L’objectif de cette mesure est de rendre les régions touchées par des licenciements collectifs ou des fermetures de grandes entreprises plus attractives pour les investisseurs afin de compenser les conséquences des nombreux licenciements pour la région.

Un arrêté royal du 13 juin 2014 a déjà fixé quelques critères spécifiques, nécessaires pour l’exécution de cette mesure.

1. ‘Zones d’aide’

Sur la base de la loi, les Régions pourront, chacune pour leur territoire, proposer au Ministre des Finances des zones en difficulté auxquelles la mesure serait éventuellement applicable.

Pour être acceptée comme zone d’aide, cette zone doit être caractérisée par des licenciements collectifs de travailleurs. Il s’agit uniquement des licenciements collectifs effectués en application du chapitre VII de la loi du 13 février 1998 portant des dispositions en faveur de l'emploi (procédure d'information et de consultation). En outre, ces licenciements collectifs doivent, au cours d'une période de trois ans, affecter au moins 500 travailleurs dans un ou plusieurs établissements d'une ou plusieurs entreprises situées dans une zone continue de 20 km2 comprise dans un cercle de maximum 5 km de rayon. Le seuil de 500 travailleurs licenciés peut être ramené à 250 si la totalité de la zone d'aide proposée présente un taux de chômage des jeunes supérieur à 125 % de la moyenne nationale.

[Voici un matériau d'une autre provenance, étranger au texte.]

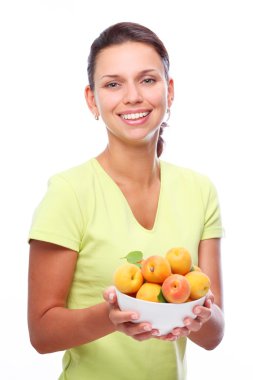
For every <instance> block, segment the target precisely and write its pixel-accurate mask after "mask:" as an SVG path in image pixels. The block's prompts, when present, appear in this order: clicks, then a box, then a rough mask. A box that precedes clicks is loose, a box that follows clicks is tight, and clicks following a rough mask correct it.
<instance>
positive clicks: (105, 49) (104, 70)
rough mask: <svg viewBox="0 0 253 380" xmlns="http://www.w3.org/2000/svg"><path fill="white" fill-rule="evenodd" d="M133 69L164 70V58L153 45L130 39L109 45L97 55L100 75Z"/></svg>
mask: <svg viewBox="0 0 253 380" xmlns="http://www.w3.org/2000/svg"><path fill="white" fill-rule="evenodd" d="M115 70H116V71H115ZM133 70H134V71H143V70H158V71H161V70H162V71H164V67H163V63H162V59H161V57H160V56H159V54H158V53H157V52H156V50H155V49H154V47H153V46H151V45H148V44H145V43H142V42H132V41H128V42H124V43H122V44H117V45H112V46H109V47H107V48H105V49H103V50H102V51H101V52H100V53H99V54H98V56H97V59H96V70H95V74H97V76H99V77H100V76H103V75H106V74H108V75H116V74H117V75H118V74H119V73H120V72H123V71H124V72H125V71H127V72H129V71H133ZM105 71H106V74H105Z"/></svg>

Les licenciements inhérents à la personne du travailleur ne sont aucunement pris en compte.

Les Régions peuvent proposer d’instaurer une zone d’aide pour une période de six ans maximum. La Région dispose d’un délai de trois ans après la notification du licenciement collectif au directeur du service subrégional de l'emploi pour proposer la zone d’aide au Ministre compétent. Il peut même être tenu compte des notifications qui ont eu lieu après le 1er juillet 2012.  

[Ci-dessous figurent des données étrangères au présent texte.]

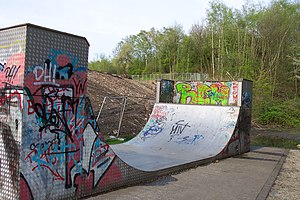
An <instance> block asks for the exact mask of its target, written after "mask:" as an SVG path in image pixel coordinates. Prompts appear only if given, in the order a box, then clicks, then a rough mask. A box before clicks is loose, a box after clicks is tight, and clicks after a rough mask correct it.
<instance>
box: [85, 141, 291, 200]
mask: <svg viewBox="0 0 300 200" xmlns="http://www.w3.org/2000/svg"><path fill="white" fill-rule="evenodd" d="M287 154H288V150H284V149H278V148H270V147H252V149H251V151H250V152H248V153H245V154H242V155H240V156H236V157H231V158H227V159H224V160H220V161H217V162H214V163H211V164H208V165H205V166H199V167H197V168H193V169H190V170H186V171H183V172H181V173H178V174H173V175H169V176H164V177H161V178H158V179H157V180H156V181H154V182H151V183H146V184H143V185H138V186H133V187H128V188H124V189H119V190H116V191H112V192H109V193H105V194H101V195H98V196H95V197H91V198H88V200H100V199H101V200H103V199H107V200H125V199H126V200H131V199H132V200H140V199H143V200H145V199H147V200H148V199H149V200H156V199H166V200H169V199H170V200H171V199H172V200H184V199H186V200H193V199H195V200H202V199H203V200H210V199H211V200H227V199H228V200H234V199H239V200H241V199H247V200H249V199H258V200H262V199H266V197H267V196H268V193H269V192H270V189H271V187H272V185H273V183H274V181H275V179H276V177H277V175H278V173H279V171H280V169H281V167H282V165H283V163H284V161H285V158H286V156H287Z"/></svg>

Chaque Région ne peut proposer des zones d'aide que pour un maximum de quatre cas de licenciements collectifs. Chaque zone d'aide doit se situer dans un rayon de maximum 40 kilomètres de la localisation des établissements touchés par les licenciements collectifs précités. Dans ce rayon, la zone d'aide peut être composée de zones discontinues. La zone d'aide doit couvrir une superficie de 2.000 km² maximum diminué de la superficie totale des zones d'aide proposées par la Région dont la période d'application n'est pas encore expirée et dont il n'est pas mis fin de manière prématurée. Le nombre d'habitants maximum que la zone d'aide doit couvrir ne peut pas excéder 200 000 habitants diminué du nombre d'habitants total des zones d'aide proposées par la Région dont la période d'application n'est pas encore expirée et dont il n'est pas mis fin de manière prématurée.

Les zones d'aide proposées par les Régions sont déterminées par un arrêté d'exécution pris par le Roi et partagées en deux groupes :

  1. ‘groupe A’: Ce sont les zones d'aide ou des parties des zones d'aide qui sont incluses dans les zones admissibles qui bénéficient de l'aide reprises sur la carte d'aide à finalité régionale. La carte d'aide à finalité régionale est une carte des zones admissibles qui ont un retard au niveau socio-économique et qui répondent aux conditions lignes directrices promulguées par la Commission européenne concernant les aides à finalité régionale.
  2. ‘groupe B’: Ce sont les zones d'aide ou des parties des zones d'aide qui ne sont pas incluses dans les zones admissibles qui bénéficient de l'aide reprises sur la carte d'aide à finalité régionale.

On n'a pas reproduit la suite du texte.